# Help with selecting a mount style



## efey (Oct 16, 2013)

This is my best buck and will always be a special harvest for me. The work was put in, the conditions were right, the shot was good, and the kill was quick. Now he is at the taxidermist and I cannot decide 100% how I want him. I'd really like to know what you guys think. As of now I am doing a semi-upright to show off his double patch and unique whiteness around the base of his brisket. I also chose a left turn to show that little kicker. His right eye was torn up from a recent brawl and it will be interesting to see how the taxidermist gets it fixed up. What do you think? There is a spot in my home for any style so placement on the wall won't matter much.

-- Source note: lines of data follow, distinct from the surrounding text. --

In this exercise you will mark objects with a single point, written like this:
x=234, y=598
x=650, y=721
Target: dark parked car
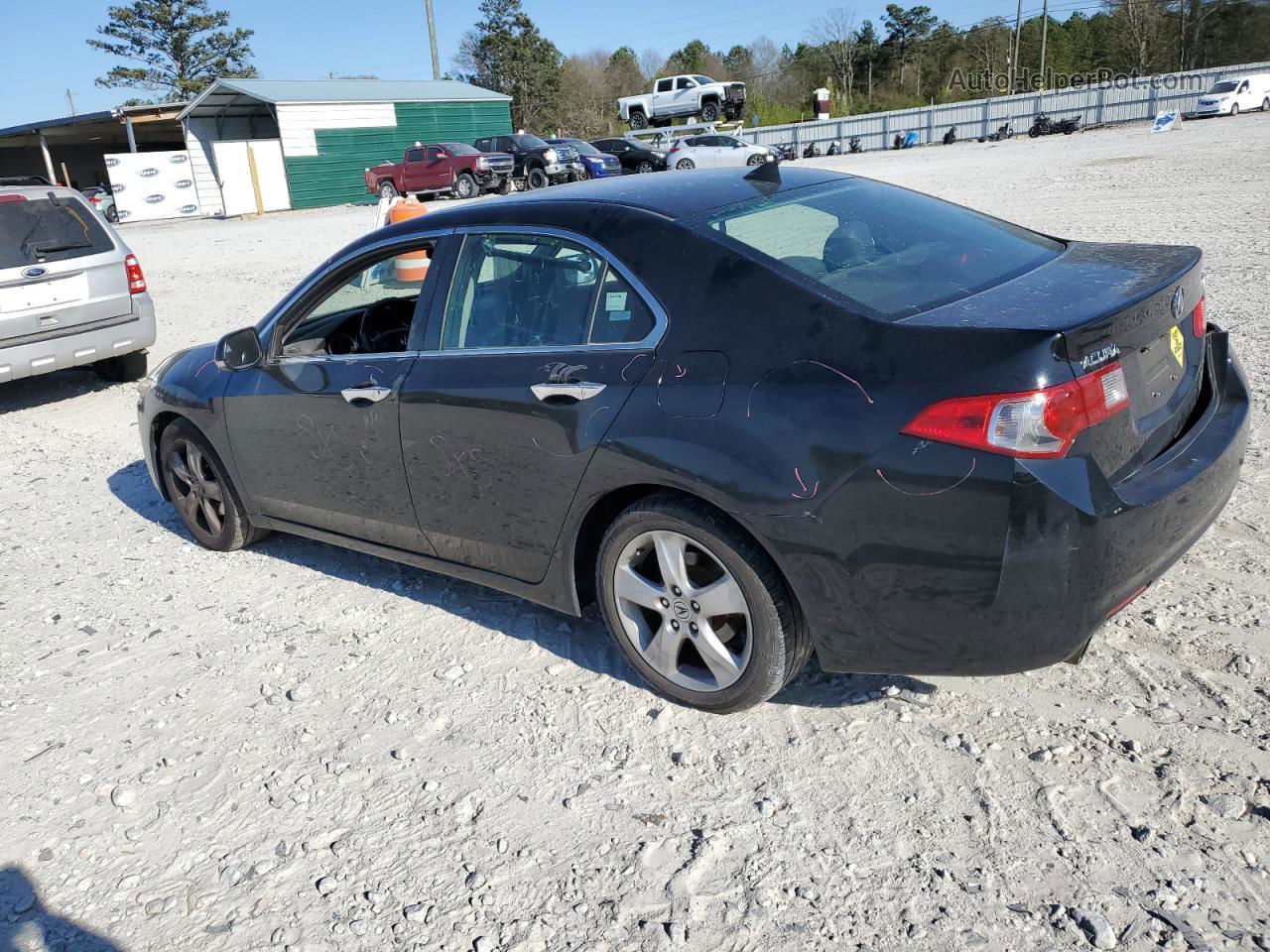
x=538, y=164
x=957, y=449
x=634, y=158
x=594, y=164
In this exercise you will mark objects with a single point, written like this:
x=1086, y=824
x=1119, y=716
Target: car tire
x=122, y=368
x=766, y=642
x=190, y=470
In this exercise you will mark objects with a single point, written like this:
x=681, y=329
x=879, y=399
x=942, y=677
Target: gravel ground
x=298, y=747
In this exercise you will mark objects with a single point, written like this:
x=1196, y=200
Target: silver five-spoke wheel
x=683, y=611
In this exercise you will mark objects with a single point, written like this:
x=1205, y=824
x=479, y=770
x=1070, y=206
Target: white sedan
x=715, y=151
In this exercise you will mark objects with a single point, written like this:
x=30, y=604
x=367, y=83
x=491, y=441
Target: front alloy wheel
x=697, y=607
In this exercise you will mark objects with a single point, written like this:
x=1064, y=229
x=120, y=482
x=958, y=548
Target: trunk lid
x=1106, y=303
x=59, y=268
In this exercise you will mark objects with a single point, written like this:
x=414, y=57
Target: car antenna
x=767, y=172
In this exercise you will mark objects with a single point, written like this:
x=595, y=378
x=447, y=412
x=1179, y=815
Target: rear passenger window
x=538, y=291
x=621, y=315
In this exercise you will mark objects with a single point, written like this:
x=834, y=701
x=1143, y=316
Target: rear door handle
x=370, y=394
x=572, y=391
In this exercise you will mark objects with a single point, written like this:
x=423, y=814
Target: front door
x=314, y=428
x=539, y=343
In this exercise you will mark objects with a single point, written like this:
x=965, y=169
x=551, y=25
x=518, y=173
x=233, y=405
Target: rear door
x=529, y=359
x=60, y=266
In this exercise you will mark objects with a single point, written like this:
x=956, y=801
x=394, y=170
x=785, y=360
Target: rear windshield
x=46, y=230
x=888, y=252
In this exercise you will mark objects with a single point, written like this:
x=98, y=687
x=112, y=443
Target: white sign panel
x=150, y=185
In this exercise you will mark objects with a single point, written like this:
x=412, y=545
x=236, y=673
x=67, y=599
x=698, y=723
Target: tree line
x=910, y=59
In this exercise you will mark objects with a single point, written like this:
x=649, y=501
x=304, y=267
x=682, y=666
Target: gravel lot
x=296, y=747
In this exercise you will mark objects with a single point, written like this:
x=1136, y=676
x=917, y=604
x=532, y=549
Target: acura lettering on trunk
x=865, y=422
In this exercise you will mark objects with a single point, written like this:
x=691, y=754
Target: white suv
x=71, y=293
x=1234, y=95
x=715, y=151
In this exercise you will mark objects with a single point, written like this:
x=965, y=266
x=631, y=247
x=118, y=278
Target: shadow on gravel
x=581, y=642
x=48, y=389
x=26, y=918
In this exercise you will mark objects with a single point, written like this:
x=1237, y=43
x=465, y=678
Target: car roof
x=670, y=194
x=40, y=190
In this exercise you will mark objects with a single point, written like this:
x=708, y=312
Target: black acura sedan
x=753, y=416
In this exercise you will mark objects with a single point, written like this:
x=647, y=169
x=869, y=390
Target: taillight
x=1039, y=424
x=136, y=280
x=1198, y=324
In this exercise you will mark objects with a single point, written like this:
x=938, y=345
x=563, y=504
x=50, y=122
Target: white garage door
x=234, y=162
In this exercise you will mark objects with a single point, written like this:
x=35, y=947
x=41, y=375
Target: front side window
x=538, y=291
x=890, y=253
x=370, y=312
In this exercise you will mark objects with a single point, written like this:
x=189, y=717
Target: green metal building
x=303, y=144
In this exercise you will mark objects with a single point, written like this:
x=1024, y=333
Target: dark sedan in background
x=631, y=155
x=753, y=416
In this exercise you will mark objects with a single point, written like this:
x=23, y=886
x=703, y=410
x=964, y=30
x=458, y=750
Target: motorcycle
x=1046, y=126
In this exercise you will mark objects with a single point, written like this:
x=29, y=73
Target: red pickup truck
x=447, y=167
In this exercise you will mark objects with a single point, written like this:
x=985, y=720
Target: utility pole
x=1014, y=56
x=432, y=37
x=1044, y=28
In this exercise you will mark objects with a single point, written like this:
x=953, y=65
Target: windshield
x=890, y=253
x=40, y=230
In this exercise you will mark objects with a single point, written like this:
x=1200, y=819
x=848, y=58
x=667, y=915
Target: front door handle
x=368, y=394
x=572, y=391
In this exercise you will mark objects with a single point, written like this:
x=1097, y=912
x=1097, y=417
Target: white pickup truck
x=677, y=96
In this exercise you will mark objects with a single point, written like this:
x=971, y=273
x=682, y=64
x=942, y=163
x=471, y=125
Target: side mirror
x=239, y=349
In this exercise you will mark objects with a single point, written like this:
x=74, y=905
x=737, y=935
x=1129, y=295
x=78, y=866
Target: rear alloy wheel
x=200, y=492
x=697, y=607
x=122, y=368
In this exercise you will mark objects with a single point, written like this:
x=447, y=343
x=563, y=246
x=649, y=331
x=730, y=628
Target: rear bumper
x=1017, y=565
x=59, y=349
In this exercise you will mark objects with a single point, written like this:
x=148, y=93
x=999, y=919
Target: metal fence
x=1112, y=102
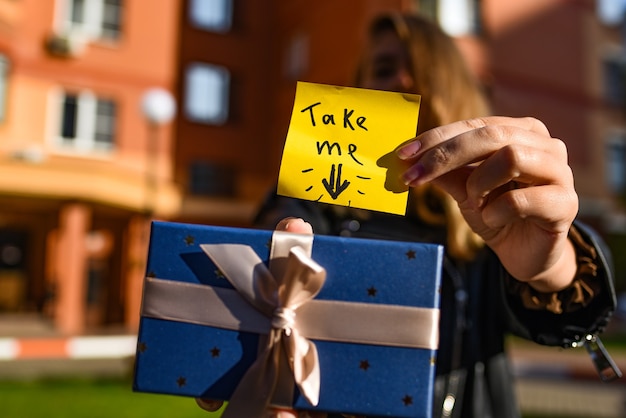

Thanks for the input in advance.


----------



## Brian811 (May 7, 2007)

I think that would be a great looking mount.


----------



## ballenbrowning (Jan 1, 2017)

I have mounts that are semi upright, upright, and semi sneak and prefer the semi upright the most. I think your buck will look great regardless of your choice.
Brian


----------



## Brunswick (Jan 20, 2019)

I took my biggest buck this season as well. I also chose the semi-sneak mount with a left turn. I have two other mounts that are both semi-upright & they both look great, I just wanted something different this time. My taxidermist told me that the semi-sneak & semi-upright were the two most popular mounts that he does. I think your buck will look awesome with the choice you’ve made!


----------



## Noel Kendall (May 28, 2003)

I’ve always liked the pedestal mounts


----------



## LegendKiller (Jan 12, 2014)

Semi Upright offset shoulder would be my choice. To show off that unique throat patch.


----------



## Davidhes (May 25, 2018)

Agree


----------



## Davidhes (May 25, 2018)

Don’t try to hide battle marks. My taxidermist duplicates them on purpose. Looks great.


----------



## Davidhes (May 25, 2018)

See cuts on neck


----------



## Posterboy0923 (May 19, 2019)

First of all, that is a GREAT buck! Congrats! As far as the mount, I think any style you choose would show him off perfectly. I like your idea of showing off the double patch with a slight turn to show off the kicker. I usually try to mount mine (I have 7 so far) in a position that I remember when I first saw him coming out of a wood lot or a CRP field or wherever. It just reminds me of each hunt and how fortunate I have been to take each buck. The one exception is shown in the photos below. When I first saw this guy come into my shooting lane, he was standing tall and broadside to me. I knew he was a shooter immediately. After the shot and tracking him the 30 yards, I was amazed when I walked up to him and saw the antler laying flat on the top of his head. I never saw that prior to the shot. Certainly kind of unique and strange at the same time. Needless to say, I wanted to show that in the mount, so I had the taxidermist try to get a look where you notice the flat antler. So he did a kind of full sneak with a slight turn. Another memory from a fun hunt.


----------



## efey (Oct 16, 2013)

Well he’s all done and back home. Extremely happy with how this mount turned out. Jody Green in Mcleansboro, IL does some phenomenal work. Second picture is me and my dads buck hanging together. We were both able to bag great bucks this year. That’s what it’s all about. Grateful for every year I get to hunt with my pops and share these experiences with him.


----------



## Dedduc (Nov 2, 2010)

Jody does excellent work! He has done 4 deer for me and I got a 5th one in the freezer heading to him very soon!


----------



## RacksOnRacks (Aug 2, 2014)

Great looking mounts.


----------



## Hunter.321 (Aug 9, 2015)

Nice mounts


----------



## baller32 (Dec 9, 2019)

How I shoot them is how I mount them. For example, I had a buck standing quarter turned looking at me, thats how he hangs on my wall. Another was semi sneak following a group of does, that is how he hangs on my wall ect.......


----------